O’Connor is 51, and she’s gone through various iterations of who she is as a person and as a singer, including shaving her head at one point and dressing like a nun even though she has children and maybe a husband or two floating around.  Her latest try at a coherent self is a conversion to the Muslim faith where she has emerged as Shuhada’ Davitt and wears a hijab. Honestly, for me it’s a stretch. I generally think people get to do whatever they want to bring themselves inner peace, and I think O’Connor gets to do that too. I just can’t look at that Irish face or hear that Irish brogue and see Shuhada’. Fortunately her musical career doesn’t depend on me, and on she will go. I’ll still play her music in my car — the old stuff, not the new.

If you want to hear her singing the Islamic call to prayer, here she is:

https://www.theguardian.com/music/video/2018/oct/26/sinead-oconnor-sings-call-to-prayer-after-converting-to-islam-video

2 thoughts on “The Conversion of Sinead O’Connor

  1. I went to You Tube to listen to Nothing Compares 2U and there were literally hundreds of messages welcoming Sinead as a sister to Islam.

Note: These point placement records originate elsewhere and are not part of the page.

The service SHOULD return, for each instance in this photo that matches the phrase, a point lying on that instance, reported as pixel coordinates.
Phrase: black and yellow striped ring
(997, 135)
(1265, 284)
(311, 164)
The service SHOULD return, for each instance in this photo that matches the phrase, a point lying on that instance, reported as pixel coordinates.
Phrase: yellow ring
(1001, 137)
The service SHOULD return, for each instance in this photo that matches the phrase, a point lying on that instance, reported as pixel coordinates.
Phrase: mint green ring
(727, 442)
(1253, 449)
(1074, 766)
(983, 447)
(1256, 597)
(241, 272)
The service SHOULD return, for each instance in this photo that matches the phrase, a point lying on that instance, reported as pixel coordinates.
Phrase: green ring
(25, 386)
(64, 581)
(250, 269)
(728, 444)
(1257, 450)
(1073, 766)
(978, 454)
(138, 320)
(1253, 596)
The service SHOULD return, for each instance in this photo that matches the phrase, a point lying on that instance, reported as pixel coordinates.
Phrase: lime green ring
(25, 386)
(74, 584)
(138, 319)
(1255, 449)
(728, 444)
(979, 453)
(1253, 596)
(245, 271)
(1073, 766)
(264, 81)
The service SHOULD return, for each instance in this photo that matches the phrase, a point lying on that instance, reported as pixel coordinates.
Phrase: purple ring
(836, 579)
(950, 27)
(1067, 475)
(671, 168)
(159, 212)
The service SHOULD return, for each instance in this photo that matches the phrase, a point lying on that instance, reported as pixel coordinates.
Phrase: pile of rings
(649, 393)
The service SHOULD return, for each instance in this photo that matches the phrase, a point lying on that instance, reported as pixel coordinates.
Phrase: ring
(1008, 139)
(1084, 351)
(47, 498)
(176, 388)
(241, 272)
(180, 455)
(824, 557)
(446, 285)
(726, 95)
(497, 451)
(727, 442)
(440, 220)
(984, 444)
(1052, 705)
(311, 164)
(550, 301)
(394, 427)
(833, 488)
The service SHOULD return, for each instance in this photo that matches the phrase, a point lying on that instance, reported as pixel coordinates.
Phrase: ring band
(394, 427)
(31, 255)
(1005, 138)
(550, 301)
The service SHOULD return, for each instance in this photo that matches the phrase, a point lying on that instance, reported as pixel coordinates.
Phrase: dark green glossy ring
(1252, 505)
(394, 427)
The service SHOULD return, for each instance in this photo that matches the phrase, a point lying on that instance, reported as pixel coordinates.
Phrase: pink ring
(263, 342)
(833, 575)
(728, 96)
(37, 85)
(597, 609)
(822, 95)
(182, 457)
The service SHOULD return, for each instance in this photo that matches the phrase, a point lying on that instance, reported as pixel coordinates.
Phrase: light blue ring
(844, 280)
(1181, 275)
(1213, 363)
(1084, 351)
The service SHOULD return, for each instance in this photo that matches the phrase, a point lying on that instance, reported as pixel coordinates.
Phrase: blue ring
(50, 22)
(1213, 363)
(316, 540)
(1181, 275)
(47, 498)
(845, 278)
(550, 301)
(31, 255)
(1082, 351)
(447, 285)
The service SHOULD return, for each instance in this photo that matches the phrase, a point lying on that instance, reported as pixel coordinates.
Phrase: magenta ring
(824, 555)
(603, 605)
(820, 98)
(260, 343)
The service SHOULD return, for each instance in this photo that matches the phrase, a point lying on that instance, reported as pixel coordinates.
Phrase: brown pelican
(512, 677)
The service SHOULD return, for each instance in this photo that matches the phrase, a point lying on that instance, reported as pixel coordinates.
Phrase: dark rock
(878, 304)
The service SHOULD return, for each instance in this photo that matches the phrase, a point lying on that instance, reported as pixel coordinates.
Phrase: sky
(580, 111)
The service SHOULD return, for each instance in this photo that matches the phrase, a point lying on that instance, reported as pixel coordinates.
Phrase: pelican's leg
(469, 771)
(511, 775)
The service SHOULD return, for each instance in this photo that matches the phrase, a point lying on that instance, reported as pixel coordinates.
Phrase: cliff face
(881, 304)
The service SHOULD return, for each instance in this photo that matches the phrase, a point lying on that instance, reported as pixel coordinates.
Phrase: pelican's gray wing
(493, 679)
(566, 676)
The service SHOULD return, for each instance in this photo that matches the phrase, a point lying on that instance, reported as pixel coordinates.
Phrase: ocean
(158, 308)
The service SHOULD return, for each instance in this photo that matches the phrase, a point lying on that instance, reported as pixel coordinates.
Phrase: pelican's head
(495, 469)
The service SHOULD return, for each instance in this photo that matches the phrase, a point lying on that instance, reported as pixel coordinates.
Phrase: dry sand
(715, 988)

I then listened to her sing “Belfast Child” and the mournful minor key is not that different from her Islamic call to prayer. Each of us is distinct and influenced by where and when we were born but there is some core human transcendence inherently illustrated in music.

    With my perhaps biased Western knowledge, I am admittedly horrified by how women are treated in Muslim countries, but then again the ongoing sexual abuse of children by Catholic priests has been quietly tolerated for eons. This explains my reluctance to consider joining ANY organized religion.

    In 1992, Sinead tore up a picture of the pope to protest child abuse in the Catholic Church. She was 25 years ahead of her time considering all that has been revealed in the last couple of years. Not sure how nor why she came to her decision to convert to Islam but she states a sense of peace. I have had a few young Muslim girls in my after-school program, some of whom wore the traditional hijab, and all I can say is they were highly motivated, embraced educational options, had the support of their family, and were extremely respectful.

  2. for Sharon: Lovely to hear from you, my friend. My reaction to O’Connor’s conversion isn’t based on any discomfort with people changing religions, or with her giving up her nun gear to wear a hijab, or with the sincerity of Muslims welcoming her to the ummah. It’s a purely personal sense that it’s hard for me to see that Irish face and hear the Irish brogue and see Shuhadda’. My musical ear isn’t finely tuned enough to hear the similarities you mentioned. O’Connor doesn’t strike me as a person who’s felt much peace in her life, so if this conversion brings that, it’s all to the good. I, like you, don’t seek or find peace in any organized religious setting, although I sometimes envy people who do. Makes life a bit easier, I suspect.